I recently came to terms with the fact that I was unhappy and had been for days. Ignoring it was becoming too difficult and I was tired of feeling this way. I thought, “This is no way to live! What am I doing wrong?”
Next morning I broke from the past week’s routine. Where I normally would have, upon waking, stumbled over to my computer bleary eyed to check email and review my to-do list, I instead grabbed a book I’d been meaning to read and perched near an open window where I could feel the cool air and see the overcast sky; supportive weather for my desired mood.
The book was interesting, even profound at times. And as I tried meditating on a few passages that seemed especially meaningful the thought came to me, We have to be at the post office by noon. You still don’t even know which one is open Saturdays. Keep an eye on the time. We’ll need to leave soon. There might be a long line.
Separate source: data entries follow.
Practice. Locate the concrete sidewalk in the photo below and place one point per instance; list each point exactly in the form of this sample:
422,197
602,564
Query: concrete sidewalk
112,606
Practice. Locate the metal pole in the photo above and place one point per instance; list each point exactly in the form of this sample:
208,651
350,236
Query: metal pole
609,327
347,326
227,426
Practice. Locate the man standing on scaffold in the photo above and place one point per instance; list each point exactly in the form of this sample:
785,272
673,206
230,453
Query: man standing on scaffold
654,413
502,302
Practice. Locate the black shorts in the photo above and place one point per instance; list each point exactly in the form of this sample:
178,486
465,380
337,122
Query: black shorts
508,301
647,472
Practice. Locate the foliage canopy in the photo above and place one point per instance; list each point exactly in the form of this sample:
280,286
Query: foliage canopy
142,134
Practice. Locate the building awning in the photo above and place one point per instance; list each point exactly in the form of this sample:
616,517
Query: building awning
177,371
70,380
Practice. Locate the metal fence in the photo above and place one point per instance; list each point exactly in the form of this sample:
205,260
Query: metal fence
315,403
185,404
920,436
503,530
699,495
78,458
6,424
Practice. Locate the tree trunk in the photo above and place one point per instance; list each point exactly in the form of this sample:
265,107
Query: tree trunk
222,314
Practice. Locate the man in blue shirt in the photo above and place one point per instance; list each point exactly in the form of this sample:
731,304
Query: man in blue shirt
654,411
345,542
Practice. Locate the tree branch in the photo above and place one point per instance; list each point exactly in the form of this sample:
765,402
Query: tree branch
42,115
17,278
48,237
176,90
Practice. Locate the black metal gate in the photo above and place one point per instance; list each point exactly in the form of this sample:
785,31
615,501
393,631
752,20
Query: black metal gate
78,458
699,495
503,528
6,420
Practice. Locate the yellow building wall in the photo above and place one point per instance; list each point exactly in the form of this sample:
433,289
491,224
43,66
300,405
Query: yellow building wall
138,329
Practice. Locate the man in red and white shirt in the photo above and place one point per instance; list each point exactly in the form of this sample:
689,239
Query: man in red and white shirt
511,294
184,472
Argh! Here I was reading this great book and being confronted with grand ideas yet that was the predominate thought in my mind! Then it hit me: there was no room in my mind for the book and its ideas, or anything else. No room… that was it! Eureka!
Consciousness is a room, I suddenly felt. And my consciousness was full-up; filled with tasks, their statuses, contingency plans, etc. to the point that there was absolutely no space left for the other aspects of being. No room for enjoyable thoughts, for pleasant observations, for signals from my senses, for emotion itself. The only materials I was allowing into consciousness were those that pertained to getting stuff done — stuff of a narrow kind.
I’d been hijacked… by myself; by some part of me. A task-oriented part that has developed to deal with my project empire (a company, a non-profit, a land trust, writing projects, speaking gigs, real-estate, investing, travel logistics…). This part had set up command in consciousness and was mobilizing every ounce for its purposes; for it’s war against the obstacles that threaten to limit and subvert me. And this part was ignoring the rest of me.
The rest of me contains parts that do not resonate with such tasks; that do not share the same values or fears. These parts look upon that supposed war with boredom. How beside the point all that is! Happiness, life-satisfaction can be had right now, without all that tedious mess! In moments of animal warmth, in relationship with friends, in delightful smells, and the earth felt underfoot; in the sight of water, trees, and sky; in books that we find interesting and who cares why.
This, I think, is why the pursuit of happiness is so befuddling. Because we are made up, not of a single thread of intelligence, but of many intelligences, many parts, that each derive energy and enjoyment from different things — things that are sometimes incompatible and at odds. Negotiating a contract for land with favorable terms, for example, may appeal to one part of me. But to another part of me, only physical, sensual, psychic immersion in the actual land will do. And to this part, every minute spent in the tedium of land ownership (whatever that is) is a dessicant. Or how writing an article that draws thousands of website visits really appeal to a part of me, and does nothing whatsoever for the part of me that wants to stare into the eyes of someone I love. And who knows how many parts of me are marginalized when I’m on the computer too long.
You can’t make all of the people happy all of the time. Perhaps you can’t make all of the parts of a robust human being happy all the time either. The best you can do is let them take their turn.
When one part of me occupies consciousness exclusively, when it refuses to leave and denies others their turn, I will feel the dissatisfaction of the disenfranchised others. That dissatisfaction is right and good. It allows the others to lobby with increasing loudness for their place in consciousness; their visiting rights. Were I able to fully shield myself from that dissatisfaction who knows how one-sided and narrow I might let myself be.
After realizing all this I took my book and went for a walk and read and strolled and observed. I felt the energies in my mind rebalance. I felt at peace, which even remained with me later when I got back to that endless to-do list of things.
The lesson from this, the adjustment to make, is to leave more space in consciousness so the other aspects of myself can come and go; to see that some overdeveloped part of me doesn’t set up shop in consciousness and bar others from having their turn.
How? Practically speaking? Part of it may be that when I complete a task or a project, or am stalled by some factor that requires me to wait, that I not immediately load up another task or start another project to compensate. Leave that space open. Who knows who might visit. Maybe Intuition, with some valuable insight about our overall course? Maybe Lightheartedness with a load-lifting thought or experience to reduce our stress-level and leave us refreshed? The mind has many parts. Too often we befriend one or two favorites and shut out the rest.
Another thing may be to remember that my tasks and projects are probably not as important as I let myself believe. (I’m sure some of less often heard parts would wholeheartedly agree). Besides, if some activity is thwarted it will only be a short while before I find another way. If I am shut off entirely from avenues I meant to go down, I will surely discover roads I never knew about. For now, productivity seems to be my default stance. So be it. But it should be a stance I am ready to, waiting to, and expecting to relax, when some seemingly unproductive, inefficient, unreasonable, and perfectly indispensable emotion wants in.
If I don’t there will be consequences. So I might as well get good at this. Master this, a man once said, and your reward shall be an undivided self. A self, I suspect, free of at least one particular dissatisfaction that will otherwise form.